In a previous post we detailed a few of the ways in which brands sometimes fail. Typically, these situations happen over a long period of time, and usually because you (the designer) haven’t been keeping things in check. As such, we felt this topic was important enough to warrant yet another post. The strength of your branding is the difference between marginal sales and total success, and if you aren’t careful, you may quickly find yourself toeing the line near the red tape.

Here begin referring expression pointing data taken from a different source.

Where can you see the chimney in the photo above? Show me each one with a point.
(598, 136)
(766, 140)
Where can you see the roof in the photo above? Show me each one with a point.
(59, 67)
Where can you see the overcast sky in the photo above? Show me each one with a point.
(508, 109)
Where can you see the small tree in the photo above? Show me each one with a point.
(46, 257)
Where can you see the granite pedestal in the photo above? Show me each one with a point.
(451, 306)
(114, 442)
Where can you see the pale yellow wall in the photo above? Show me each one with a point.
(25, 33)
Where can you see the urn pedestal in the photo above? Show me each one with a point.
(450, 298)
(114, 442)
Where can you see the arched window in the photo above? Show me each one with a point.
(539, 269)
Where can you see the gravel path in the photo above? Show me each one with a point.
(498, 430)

- No Long-Term Plan: Short-term solutions may drive sales immediately, and in this sense, they tend to make your designs look good. However, do you also have a plan to extend the life of the brand beyond the next few years? If you don’t you’re selling yourself and the client short. Like setting life goals, you should always be thinking about what’s next for the brand, as well as where it’s likely to be going in the next few years. Plan for this, and where possible, design for it to. Work the direction directly into the product, and always try to grow alongside the market with these designs.

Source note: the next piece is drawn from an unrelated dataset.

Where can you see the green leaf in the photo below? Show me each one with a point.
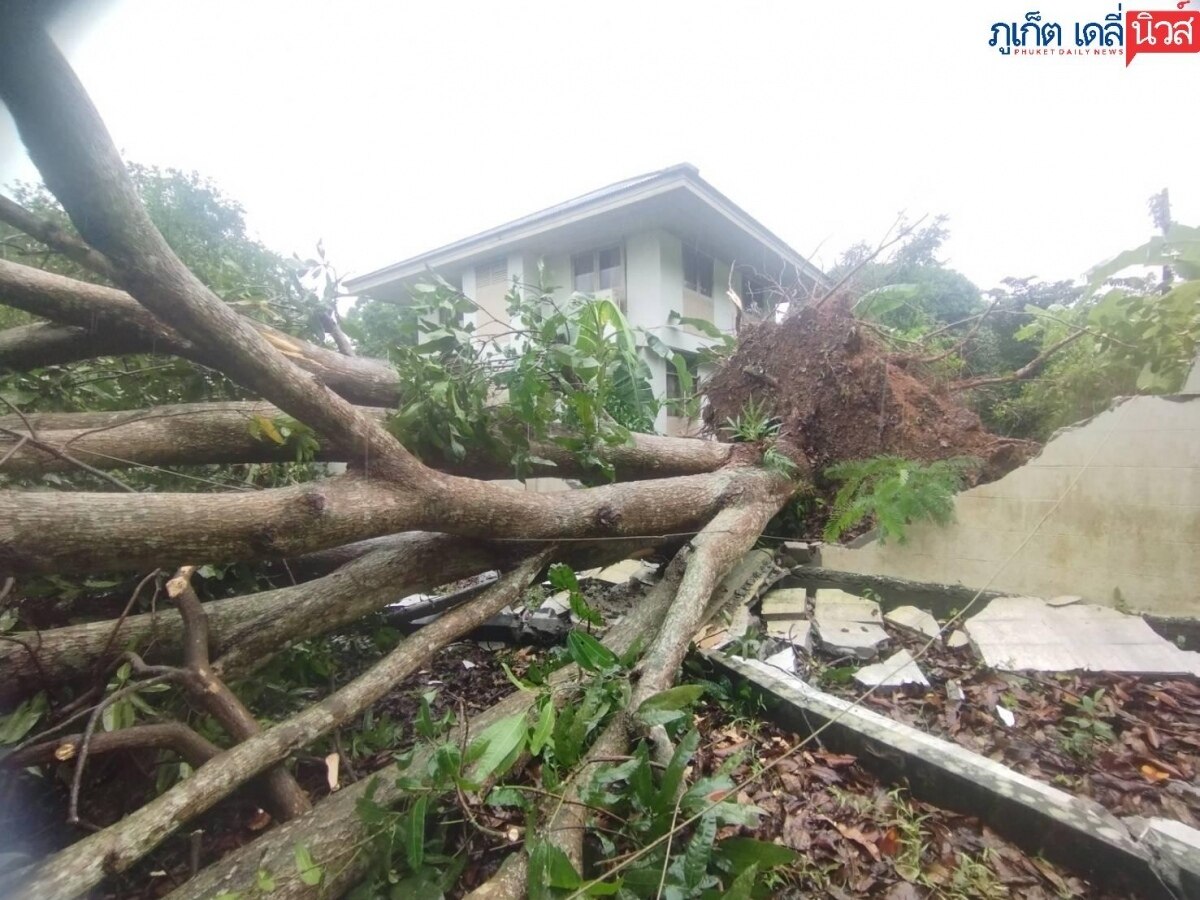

- Going Against the Brand: We see this a lot with large companies that aren’t as in-tune to what their customers actually want. Still, the principle is the same across the board. Your client’s customers look to the products you design with certain expectations. These expectations have got to be met, otherwise the customer isn’t very likely to stick around. A good example is New Coke, which was meant to replace the name Coca Cola. This was a terrible idea, and the reason is simple: The brand Coca Cola came with a very large amount of prestige, recognition, and trust. When the designers behind this rebranding decided to change the very core of the brand, customers reacted harshly, criticizing it and above all else, refusing to buy it. Don’t look a gift horse in the mouth: Know what your customers like about a brand, and then try to cater your designs to those expectations.